上人に帰順し、蓮教と改名し、山科に一寺を建立し、仏光寺の旧称興正寺と号しました。後、本願寺と共にあり、本願寺が現在地に移転すると同時に、興正寺も現在地に寺基を定めるという不離の関係がありましたが、明治九年、興正寺および、その末寺が本願寺派より独立して構成したのが興正派です。

六、真宗木辺派(錦織寺)

親鸞聖人は関東より帰洛の途中、現在の錦織寺の土地にあった毘沙門堂に

滞在して、多くの人を教化されました。その時教化を受けた願明とその子

愚咄、慈空によって建立された錦織寺を中心に形成された宗派です。

七、真宗出雲路派(毫摂寺)

本願寺第三代覚如上人の門弟の乗専が丹波に建立した毫摂寺が後に摂津の

小浜に再建されました。時の住職善秀の弟善鎮は越前に赴き一ケ寺を建立、これも毫摂寺と号しました。
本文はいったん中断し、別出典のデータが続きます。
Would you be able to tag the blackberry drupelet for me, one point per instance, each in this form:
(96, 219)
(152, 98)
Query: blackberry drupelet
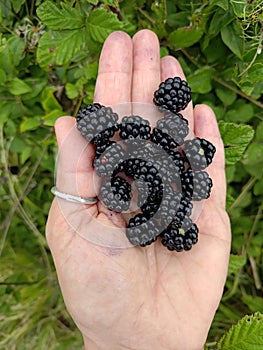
(101, 147)
(199, 153)
(108, 162)
(196, 185)
(174, 126)
(93, 107)
(141, 231)
(115, 194)
(97, 123)
(173, 95)
(134, 127)
(179, 238)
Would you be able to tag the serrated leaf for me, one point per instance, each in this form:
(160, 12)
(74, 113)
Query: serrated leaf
(67, 17)
(185, 37)
(232, 36)
(17, 5)
(221, 3)
(29, 124)
(242, 113)
(18, 87)
(226, 96)
(236, 262)
(247, 334)
(254, 303)
(220, 19)
(58, 48)
(101, 23)
(200, 81)
(236, 138)
(50, 118)
(253, 159)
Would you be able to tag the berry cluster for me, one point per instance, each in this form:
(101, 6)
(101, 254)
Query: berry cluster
(155, 168)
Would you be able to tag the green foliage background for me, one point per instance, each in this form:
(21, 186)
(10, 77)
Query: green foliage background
(48, 64)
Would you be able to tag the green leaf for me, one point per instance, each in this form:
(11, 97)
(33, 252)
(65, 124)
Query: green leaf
(49, 102)
(253, 159)
(67, 17)
(58, 48)
(232, 36)
(226, 96)
(254, 303)
(241, 114)
(101, 23)
(220, 19)
(235, 263)
(239, 7)
(259, 132)
(50, 118)
(200, 81)
(221, 3)
(18, 87)
(185, 37)
(247, 334)
(236, 138)
(72, 91)
(29, 124)
(17, 5)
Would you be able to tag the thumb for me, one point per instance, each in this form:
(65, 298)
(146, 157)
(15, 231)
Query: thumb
(74, 167)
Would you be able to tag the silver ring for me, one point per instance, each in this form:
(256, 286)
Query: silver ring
(71, 198)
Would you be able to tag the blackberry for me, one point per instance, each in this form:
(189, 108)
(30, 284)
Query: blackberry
(174, 126)
(93, 107)
(108, 162)
(199, 153)
(162, 139)
(97, 123)
(143, 192)
(101, 147)
(173, 95)
(179, 238)
(134, 127)
(115, 194)
(196, 185)
(141, 231)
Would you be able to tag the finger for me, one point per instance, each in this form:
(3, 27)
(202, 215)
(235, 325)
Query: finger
(113, 85)
(75, 173)
(206, 127)
(170, 68)
(146, 66)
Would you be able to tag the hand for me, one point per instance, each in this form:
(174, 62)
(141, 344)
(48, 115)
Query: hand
(136, 298)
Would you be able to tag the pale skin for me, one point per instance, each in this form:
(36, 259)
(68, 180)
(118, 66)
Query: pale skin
(139, 298)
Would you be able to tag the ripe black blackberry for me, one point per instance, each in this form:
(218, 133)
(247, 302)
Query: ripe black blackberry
(115, 194)
(134, 127)
(179, 238)
(101, 147)
(97, 123)
(107, 163)
(93, 107)
(199, 153)
(173, 95)
(141, 231)
(196, 185)
(175, 126)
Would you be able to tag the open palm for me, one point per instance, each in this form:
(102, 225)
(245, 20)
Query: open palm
(136, 298)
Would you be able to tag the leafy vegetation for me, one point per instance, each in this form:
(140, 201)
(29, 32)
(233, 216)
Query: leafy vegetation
(48, 65)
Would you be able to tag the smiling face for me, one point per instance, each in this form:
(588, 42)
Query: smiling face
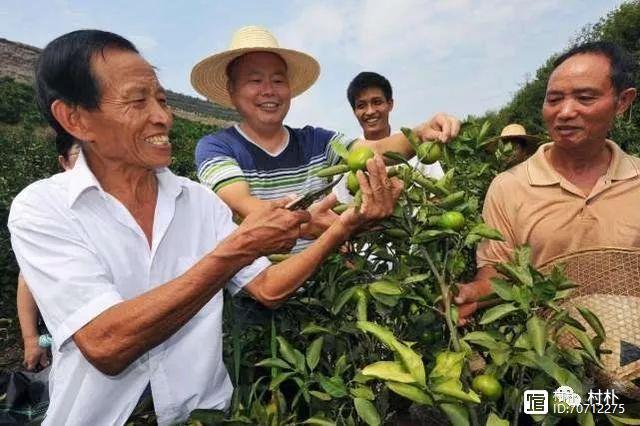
(131, 125)
(372, 110)
(581, 103)
(260, 89)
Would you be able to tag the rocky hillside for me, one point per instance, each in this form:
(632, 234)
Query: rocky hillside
(18, 61)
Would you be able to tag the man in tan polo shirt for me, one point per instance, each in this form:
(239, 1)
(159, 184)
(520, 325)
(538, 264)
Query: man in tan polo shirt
(580, 191)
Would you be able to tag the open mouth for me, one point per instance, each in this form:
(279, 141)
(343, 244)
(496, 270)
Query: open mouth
(158, 140)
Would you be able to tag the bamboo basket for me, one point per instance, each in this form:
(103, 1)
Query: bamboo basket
(609, 285)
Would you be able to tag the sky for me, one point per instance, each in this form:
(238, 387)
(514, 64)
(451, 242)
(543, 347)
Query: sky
(457, 56)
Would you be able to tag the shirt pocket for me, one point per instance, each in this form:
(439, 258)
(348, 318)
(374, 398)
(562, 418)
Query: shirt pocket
(215, 303)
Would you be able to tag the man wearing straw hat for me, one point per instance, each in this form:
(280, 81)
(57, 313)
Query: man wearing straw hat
(581, 190)
(261, 159)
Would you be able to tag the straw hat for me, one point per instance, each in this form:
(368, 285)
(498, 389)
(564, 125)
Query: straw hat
(516, 132)
(209, 76)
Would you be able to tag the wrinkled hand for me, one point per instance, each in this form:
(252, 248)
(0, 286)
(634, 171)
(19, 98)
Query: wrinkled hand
(468, 299)
(442, 127)
(273, 229)
(34, 355)
(379, 196)
(321, 218)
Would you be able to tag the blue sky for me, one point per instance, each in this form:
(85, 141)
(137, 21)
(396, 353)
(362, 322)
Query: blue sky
(460, 56)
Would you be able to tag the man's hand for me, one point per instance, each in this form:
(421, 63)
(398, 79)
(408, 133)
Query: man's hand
(469, 294)
(321, 218)
(272, 228)
(379, 196)
(442, 127)
(34, 355)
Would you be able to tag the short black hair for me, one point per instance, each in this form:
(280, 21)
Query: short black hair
(623, 66)
(64, 72)
(365, 80)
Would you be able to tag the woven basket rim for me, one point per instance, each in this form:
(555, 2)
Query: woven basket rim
(580, 253)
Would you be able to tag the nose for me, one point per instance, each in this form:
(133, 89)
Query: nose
(161, 113)
(567, 109)
(267, 88)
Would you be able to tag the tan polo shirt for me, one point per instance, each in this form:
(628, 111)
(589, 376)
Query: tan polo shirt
(533, 204)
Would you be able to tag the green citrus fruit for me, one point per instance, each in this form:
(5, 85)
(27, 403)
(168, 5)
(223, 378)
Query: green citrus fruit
(452, 220)
(487, 386)
(352, 183)
(429, 152)
(357, 159)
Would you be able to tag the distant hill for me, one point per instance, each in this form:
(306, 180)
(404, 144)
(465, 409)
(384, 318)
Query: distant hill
(18, 61)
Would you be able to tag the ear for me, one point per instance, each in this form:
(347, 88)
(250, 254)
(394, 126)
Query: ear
(625, 99)
(70, 119)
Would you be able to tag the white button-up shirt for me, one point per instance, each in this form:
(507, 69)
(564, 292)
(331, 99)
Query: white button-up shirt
(82, 252)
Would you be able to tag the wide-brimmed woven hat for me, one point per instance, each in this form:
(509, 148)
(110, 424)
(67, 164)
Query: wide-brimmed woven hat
(516, 132)
(209, 76)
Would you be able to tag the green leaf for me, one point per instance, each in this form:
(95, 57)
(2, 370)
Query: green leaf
(481, 338)
(453, 388)
(340, 149)
(276, 381)
(385, 287)
(320, 395)
(494, 420)
(273, 362)
(343, 298)
(537, 331)
(381, 333)
(412, 362)
(518, 273)
(334, 386)
(313, 353)
(497, 312)
(410, 392)
(367, 411)
(416, 278)
(585, 342)
(502, 288)
(386, 300)
(395, 157)
(361, 391)
(388, 370)
(448, 365)
(458, 415)
(317, 421)
(290, 354)
(593, 321)
(314, 329)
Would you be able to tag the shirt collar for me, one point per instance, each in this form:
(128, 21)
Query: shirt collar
(541, 173)
(82, 178)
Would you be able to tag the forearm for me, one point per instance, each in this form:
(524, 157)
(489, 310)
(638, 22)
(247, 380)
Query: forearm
(124, 332)
(278, 282)
(27, 310)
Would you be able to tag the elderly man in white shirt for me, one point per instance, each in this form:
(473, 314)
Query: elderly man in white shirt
(126, 260)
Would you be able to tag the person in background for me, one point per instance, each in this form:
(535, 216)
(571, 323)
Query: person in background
(581, 190)
(35, 352)
(371, 98)
(261, 159)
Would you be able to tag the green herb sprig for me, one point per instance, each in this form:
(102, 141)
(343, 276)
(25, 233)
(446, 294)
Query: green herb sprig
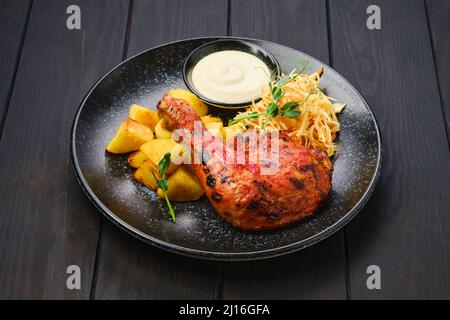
(273, 109)
(162, 183)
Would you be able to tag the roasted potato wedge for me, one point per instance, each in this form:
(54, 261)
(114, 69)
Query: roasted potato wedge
(129, 137)
(156, 149)
(215, 128)
(182, 186)
(230, 131)
(161, 131)
(136, 159)
(192, 99)
(143, 115)
(144, 175)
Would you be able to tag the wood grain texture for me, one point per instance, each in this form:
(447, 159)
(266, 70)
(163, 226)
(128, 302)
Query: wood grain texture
(128, 268)
(405, 227)
(13, 19)
(46, 223)
(317, 272)
(439, 22)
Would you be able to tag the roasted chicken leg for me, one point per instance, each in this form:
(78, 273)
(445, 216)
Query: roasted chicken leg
(238, 190)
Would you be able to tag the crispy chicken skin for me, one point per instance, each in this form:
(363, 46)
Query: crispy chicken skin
(239, 192)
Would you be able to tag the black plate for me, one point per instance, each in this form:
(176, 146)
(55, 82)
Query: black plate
(199, 231)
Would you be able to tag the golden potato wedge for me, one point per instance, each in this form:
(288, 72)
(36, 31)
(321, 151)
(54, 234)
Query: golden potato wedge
(209, 118)
(161, 131)
(156, 149)
(182, 186)
(192, 99)
(215, 128)
(136, 159)
(143, 175)
(129, 137)
(230, 131)
(143, 116)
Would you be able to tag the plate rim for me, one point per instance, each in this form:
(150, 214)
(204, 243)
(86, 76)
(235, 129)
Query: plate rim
(211, 255)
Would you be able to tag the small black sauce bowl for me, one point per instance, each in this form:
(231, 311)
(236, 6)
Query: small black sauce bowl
(222, 45)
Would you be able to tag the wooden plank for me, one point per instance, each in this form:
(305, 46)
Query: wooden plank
(405, 227)
(13, 20)
(317, 272)
(128, 268)
(439, 22)
(46, 223)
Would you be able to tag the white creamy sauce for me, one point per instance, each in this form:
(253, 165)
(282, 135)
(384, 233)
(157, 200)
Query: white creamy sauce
(230, 76)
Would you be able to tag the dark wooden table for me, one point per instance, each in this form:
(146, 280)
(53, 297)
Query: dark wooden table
(47, 224)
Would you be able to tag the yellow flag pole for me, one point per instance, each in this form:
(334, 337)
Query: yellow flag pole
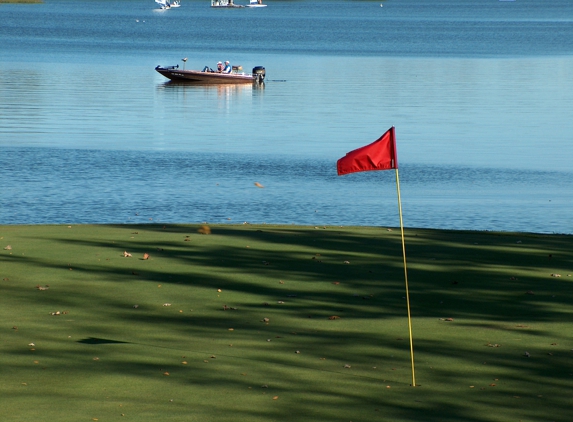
(406, 279)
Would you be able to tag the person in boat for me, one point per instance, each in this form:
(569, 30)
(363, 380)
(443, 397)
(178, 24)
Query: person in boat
(219, 68)
(227, 68)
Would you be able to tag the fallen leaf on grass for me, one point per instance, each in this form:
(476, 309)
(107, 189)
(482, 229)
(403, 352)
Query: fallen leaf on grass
(204, 230)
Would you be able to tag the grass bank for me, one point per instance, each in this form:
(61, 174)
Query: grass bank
(282, 323)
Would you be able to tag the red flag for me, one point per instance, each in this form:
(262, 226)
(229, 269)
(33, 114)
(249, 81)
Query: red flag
(379, 155)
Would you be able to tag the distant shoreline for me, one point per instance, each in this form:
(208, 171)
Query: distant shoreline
(21, 1)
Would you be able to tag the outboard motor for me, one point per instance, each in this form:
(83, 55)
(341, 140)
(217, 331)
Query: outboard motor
(259, 73)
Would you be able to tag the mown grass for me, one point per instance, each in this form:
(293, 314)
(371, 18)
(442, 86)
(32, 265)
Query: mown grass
(149, 339)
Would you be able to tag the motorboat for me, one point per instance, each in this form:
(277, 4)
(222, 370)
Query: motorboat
(225, 3)
(167, 4)
(256, 3)
(208, 76)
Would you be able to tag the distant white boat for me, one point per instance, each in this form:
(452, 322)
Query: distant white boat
(167, 4)
(231, 3)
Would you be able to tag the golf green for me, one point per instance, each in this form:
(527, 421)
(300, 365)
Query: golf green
(283, 323)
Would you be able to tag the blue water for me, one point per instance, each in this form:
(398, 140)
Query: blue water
(480, 93)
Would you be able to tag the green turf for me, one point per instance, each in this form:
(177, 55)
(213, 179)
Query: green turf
(102, 358)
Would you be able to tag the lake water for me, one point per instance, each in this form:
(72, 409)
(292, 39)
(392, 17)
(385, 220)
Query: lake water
(480, 93)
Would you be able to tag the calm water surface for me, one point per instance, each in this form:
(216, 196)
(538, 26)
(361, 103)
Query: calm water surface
(480, 93)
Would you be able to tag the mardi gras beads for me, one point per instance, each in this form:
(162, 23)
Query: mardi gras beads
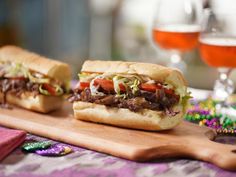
(205, 114)
(55, 150)
(34, 146)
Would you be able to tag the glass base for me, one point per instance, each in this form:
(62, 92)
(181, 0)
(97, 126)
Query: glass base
(223, 86)
(177, 62)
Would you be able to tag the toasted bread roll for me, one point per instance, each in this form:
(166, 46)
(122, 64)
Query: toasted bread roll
(52, 82)
(138, 111)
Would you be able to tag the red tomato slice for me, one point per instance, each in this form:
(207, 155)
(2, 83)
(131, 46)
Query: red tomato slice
(50, 89)
(169, 91)
(18, 78)
(150, 87)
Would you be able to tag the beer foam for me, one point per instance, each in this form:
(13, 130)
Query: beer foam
(182, 28)
(219, 41)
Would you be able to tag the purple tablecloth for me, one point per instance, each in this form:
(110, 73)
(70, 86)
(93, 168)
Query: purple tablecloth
(86, 163)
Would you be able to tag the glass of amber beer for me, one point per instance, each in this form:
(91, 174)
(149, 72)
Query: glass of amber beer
(218, 49)
(176, 28)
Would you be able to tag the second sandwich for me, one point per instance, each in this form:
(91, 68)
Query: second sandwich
(32, 81)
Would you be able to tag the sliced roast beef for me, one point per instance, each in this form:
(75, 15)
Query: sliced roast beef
(159, 101)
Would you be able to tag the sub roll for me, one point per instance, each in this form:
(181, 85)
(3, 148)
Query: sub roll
(129, 94)
(32, 81)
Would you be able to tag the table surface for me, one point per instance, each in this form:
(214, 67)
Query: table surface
(86, 163)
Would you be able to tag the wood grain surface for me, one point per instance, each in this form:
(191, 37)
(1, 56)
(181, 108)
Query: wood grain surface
(186, 140)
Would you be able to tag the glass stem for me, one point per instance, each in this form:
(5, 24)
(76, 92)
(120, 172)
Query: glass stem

この越前の毫摂寺を中心に形成された宗派が出雲路派です。

八、真宗誠照寺派(誠照寺)

九、真宗三門徒派(専照寺)

十、真宗山元派(証誠寺)

これらの三派は、三河の和田門徒の祖、円善の弟子である如導の教化によ

って形成された宗派です。

 すなわち、如導の高弟であった道性を中心に形成された横越門徒の寺が証誠寺であり、その宗派が山元派です。

 道性の子如覚を中心に形成された鯖江門徒の建てたのが誠照寺であり、その宗派が誠照寺派です。

 如導の後裔である浄一を中心にした中野門徒の寺が専照寺であり、その宗派が三門徒派です。

 

 以上が親鸞聖人のみ教えを伝える真宗十派です。

 現在では、この十派が真宗教団連合を結成して、相互に連絡連携して、親鸞聖人のみ教えを伝えるために努力しています。